Our systems paper "Hyrise Re-engineered: An Extensible Database System for Research in Relational In-Memory Data Management” about the recent rewrite of our research database Hyrise has been accepted for publication at the EDBT 2019 conference.
In case you are interested in a pre-print version of the paper, please contact Markus Dreseler.
Abstract:
Research in data management profits when the performance evaluation is based not only on single components in isolation, but uses an actual DBMS end-to-end. Facilitating the integration and benchmarking of new concepts within a DBMS requires a simple setup process, well-documented code, and the possibility to execute both standard and custom benchmarks without tedious preparation. Fulfilling these requirements also makes it easy to reproduce the results later on.
The relational open-source database Hyrise (VLDB, 2010) was presented to make the case for hybrid row- and column-format data storage. Since then, it has evolved from a single-purpose research DBMS towards a platform for various projects, including research in the areas of indexing, data partitioning, and non-volatile memory. With a growing diversity of topics, we have found that the original code base grew to a point where new experimentation was made unnecessarily difficult. Over the last two years, we have rewritten Hyrise from scratch, focusing on building an extensible multi-purpose research DBMS that can serve as an easy-to-extend platform for a variety of experiments and prototyping in database research.
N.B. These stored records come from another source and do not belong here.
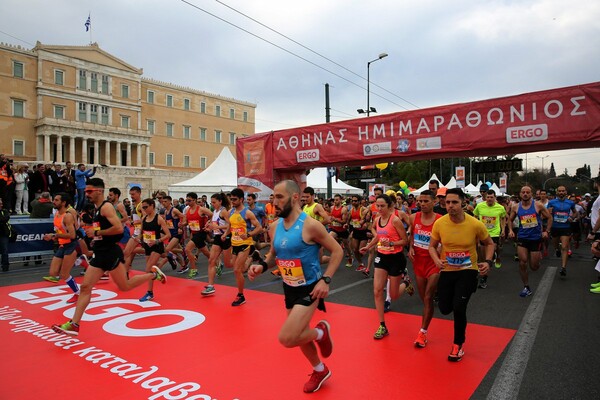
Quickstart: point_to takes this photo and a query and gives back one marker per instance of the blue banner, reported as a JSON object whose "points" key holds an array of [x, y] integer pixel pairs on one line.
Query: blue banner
{"points": [[30, 236]]}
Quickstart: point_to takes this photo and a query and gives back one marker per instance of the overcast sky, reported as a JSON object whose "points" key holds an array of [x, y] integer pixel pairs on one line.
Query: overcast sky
{"points": [[440, 52]]}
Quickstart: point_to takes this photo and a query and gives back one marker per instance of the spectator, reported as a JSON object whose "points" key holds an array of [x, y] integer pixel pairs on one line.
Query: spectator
{"points": [[81, 177], [42, 207], [4, 236], [21, 189]]}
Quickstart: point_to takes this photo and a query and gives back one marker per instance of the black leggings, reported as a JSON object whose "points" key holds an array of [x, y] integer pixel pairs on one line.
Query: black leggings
{"points": [[454, 291]]}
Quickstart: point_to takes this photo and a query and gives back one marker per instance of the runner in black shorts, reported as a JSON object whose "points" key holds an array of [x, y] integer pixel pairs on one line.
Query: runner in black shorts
{"points": [[107, 231]]}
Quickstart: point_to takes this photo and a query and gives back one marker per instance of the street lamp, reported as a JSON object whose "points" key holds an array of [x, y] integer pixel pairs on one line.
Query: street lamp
{"points": [[370, 109]]}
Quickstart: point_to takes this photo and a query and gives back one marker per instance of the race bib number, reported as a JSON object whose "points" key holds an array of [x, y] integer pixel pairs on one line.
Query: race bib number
{"points": [[489, 222], [422, 239], [291, 272], [561, 217], [194, 226], [96, 226], [529, 221], [458, 259], [149, 236]]}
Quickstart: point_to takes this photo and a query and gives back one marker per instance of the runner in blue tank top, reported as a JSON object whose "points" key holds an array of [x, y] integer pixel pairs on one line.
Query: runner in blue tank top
{"points": [[296, 240], [561, 209], [530, 234]]}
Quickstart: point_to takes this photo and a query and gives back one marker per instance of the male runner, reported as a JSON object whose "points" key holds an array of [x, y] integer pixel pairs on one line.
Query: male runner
{"points": [[427, 273], [64, 234], [493, 216], [458, 233], [296, 240], [339, 227], [529, 235], [107, 231], [240, 219], [560, 208]]}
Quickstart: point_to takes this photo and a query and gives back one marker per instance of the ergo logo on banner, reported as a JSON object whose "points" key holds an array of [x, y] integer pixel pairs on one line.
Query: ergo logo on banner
{"points": [[307, 155], [528, 133], [112, 309]]}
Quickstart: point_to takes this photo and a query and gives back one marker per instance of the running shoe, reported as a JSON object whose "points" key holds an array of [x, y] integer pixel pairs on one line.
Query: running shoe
{"points": [[325, 344], [68, 328], [147, 296], [316, 380], [456, 354], [239, 300], [160, 276], [421, 340], [73, 299], [208, 290], [525, 292], [183, 269], [387, 305], [381, 332], [83, 261], [410, 289]]}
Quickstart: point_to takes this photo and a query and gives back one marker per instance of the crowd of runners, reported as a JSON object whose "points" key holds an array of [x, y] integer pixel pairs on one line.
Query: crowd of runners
{"points": [[450, 240]]}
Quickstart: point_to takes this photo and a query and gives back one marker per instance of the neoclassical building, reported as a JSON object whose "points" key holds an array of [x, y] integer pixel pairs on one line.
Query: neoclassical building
{"points": [[82, 104]]}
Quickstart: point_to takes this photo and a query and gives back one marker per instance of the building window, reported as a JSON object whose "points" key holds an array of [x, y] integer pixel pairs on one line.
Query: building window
{"points": [[59, 77], [105, 84], [18, 108], [94, 113], [59, 112], [104, 120], [94, 82], [82, 112], [18, 148], [18, 69], [82, 80]]}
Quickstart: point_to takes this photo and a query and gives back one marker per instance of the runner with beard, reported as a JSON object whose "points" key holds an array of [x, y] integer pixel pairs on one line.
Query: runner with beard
{"points": [[296, 240]]}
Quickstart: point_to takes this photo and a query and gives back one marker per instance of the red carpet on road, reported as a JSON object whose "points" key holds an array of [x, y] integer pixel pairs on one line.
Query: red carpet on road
{"points": [[182, 346]]}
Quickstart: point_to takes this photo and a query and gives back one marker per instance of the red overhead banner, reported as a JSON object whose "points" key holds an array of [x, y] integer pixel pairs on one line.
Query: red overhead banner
{"points": [[547, 120]]}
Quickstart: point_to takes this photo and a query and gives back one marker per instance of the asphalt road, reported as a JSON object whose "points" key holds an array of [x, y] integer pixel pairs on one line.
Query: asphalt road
{"points": [[559, 360]]}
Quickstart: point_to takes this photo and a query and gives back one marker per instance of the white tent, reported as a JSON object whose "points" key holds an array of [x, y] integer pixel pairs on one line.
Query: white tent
{"points": [[426, 185], [317, 179], [219, 176]]}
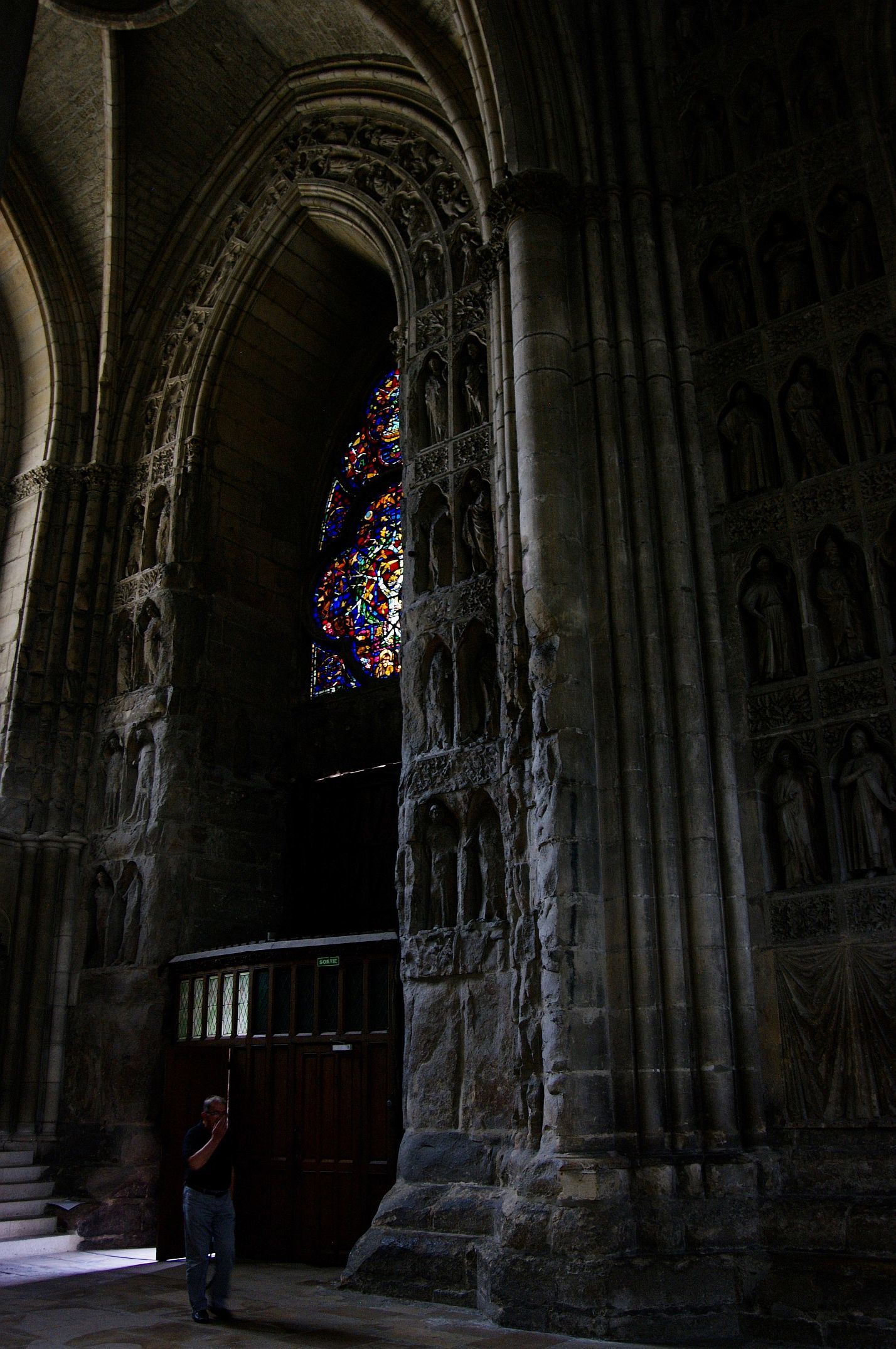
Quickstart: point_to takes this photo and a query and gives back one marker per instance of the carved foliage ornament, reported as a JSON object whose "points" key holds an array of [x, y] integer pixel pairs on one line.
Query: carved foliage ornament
{"points": [[385, 161]]}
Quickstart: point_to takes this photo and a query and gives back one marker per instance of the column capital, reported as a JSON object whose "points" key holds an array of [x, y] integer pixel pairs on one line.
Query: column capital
{"points": [[531, 191]]}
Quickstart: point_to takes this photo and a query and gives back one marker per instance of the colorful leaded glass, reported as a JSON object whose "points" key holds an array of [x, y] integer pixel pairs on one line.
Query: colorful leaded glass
{"points": [[356, 600]]}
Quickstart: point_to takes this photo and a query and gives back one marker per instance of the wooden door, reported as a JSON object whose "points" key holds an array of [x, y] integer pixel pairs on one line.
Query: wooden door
{"points": [[192, 1073]]}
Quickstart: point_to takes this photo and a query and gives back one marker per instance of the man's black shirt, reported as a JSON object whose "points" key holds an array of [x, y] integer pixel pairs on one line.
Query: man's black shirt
{"points": [[216, 1173]]}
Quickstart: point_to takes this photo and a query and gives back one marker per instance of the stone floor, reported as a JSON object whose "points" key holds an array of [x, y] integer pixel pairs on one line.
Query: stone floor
{"points": [[144, 1306]]}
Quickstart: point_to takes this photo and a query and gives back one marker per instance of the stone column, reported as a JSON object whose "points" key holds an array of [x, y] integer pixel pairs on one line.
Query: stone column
{"points": [[16, 24], [563, 828]]}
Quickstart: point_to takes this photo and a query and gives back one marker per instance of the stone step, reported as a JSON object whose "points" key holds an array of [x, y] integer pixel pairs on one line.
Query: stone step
{"points": [[19, 1175], [26, 1247], [18, 1158], [14, 1229], [24, 1190], [22, 1208]]}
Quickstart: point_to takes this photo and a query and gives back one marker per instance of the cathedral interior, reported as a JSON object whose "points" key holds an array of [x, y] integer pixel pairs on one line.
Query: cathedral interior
{"points": [[449, 644]]}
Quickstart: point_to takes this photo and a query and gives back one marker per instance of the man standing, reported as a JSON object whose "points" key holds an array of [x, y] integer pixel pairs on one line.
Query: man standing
{"points": [[208, 1209]]}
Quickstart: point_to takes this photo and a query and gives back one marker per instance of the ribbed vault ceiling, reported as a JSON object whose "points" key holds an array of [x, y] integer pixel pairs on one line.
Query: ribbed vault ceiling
{"points": [[191, 84]]}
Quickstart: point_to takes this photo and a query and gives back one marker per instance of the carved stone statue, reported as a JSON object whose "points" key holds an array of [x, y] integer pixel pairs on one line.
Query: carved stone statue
{"points": [[727, 292], [114, 756], [809, 421], [142, 762], [485, 897], [759, 105], [428, 266], [450, 196], [409, 212], [124, 658], [102, 895], [764, 602], [787, 264], [745, 428], [439, 700], [134, 531], [794, 796], [478, 531], [478, 683], [705, 141], [476, 383], [846, 224], [840, 594], [440, 846], [436, 400], [164, 529], [870, 802], [439, 551], [464, 245]]}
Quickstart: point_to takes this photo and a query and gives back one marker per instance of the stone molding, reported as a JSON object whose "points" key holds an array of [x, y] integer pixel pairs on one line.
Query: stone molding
{"points": [[50, 478]]}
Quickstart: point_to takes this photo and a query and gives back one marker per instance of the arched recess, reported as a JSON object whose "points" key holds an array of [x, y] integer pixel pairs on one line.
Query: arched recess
{"points": [[45, 328]]}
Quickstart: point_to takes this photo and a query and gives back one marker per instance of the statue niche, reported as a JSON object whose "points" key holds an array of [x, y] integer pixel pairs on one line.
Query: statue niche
{"points": [[114, 918], [439, 888], [466, 242], [434, 555], [817, 77], [885, 558], [434, 385], [796, 829], [123, 632], [141, 770], [759, 107], [747, 436], [429, 273], [158, 529], [705, 139], [485, 882], [867, 788], [846, 228], [810, 415], [149, 625], [477, 526], [727, 291], [477, 685], [114, 761], [439, 696], [786, 262], [472, 385], [769, 614], [838, 586], [132, 541], [871, 375]]}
In this paper, we discuss how our learnings from the previous version of Hyrise have influenced our rewrite. We describe the new architecture of Hyrise and highlight the main components. We then show how our extensible plugin architecture facilitates research on diverse DBMS-related aspects without compromising the architectural tidiness of the code. In a first performance evaluation, we show that the execution time of most TPC-H queries is competitive to that of other research databases.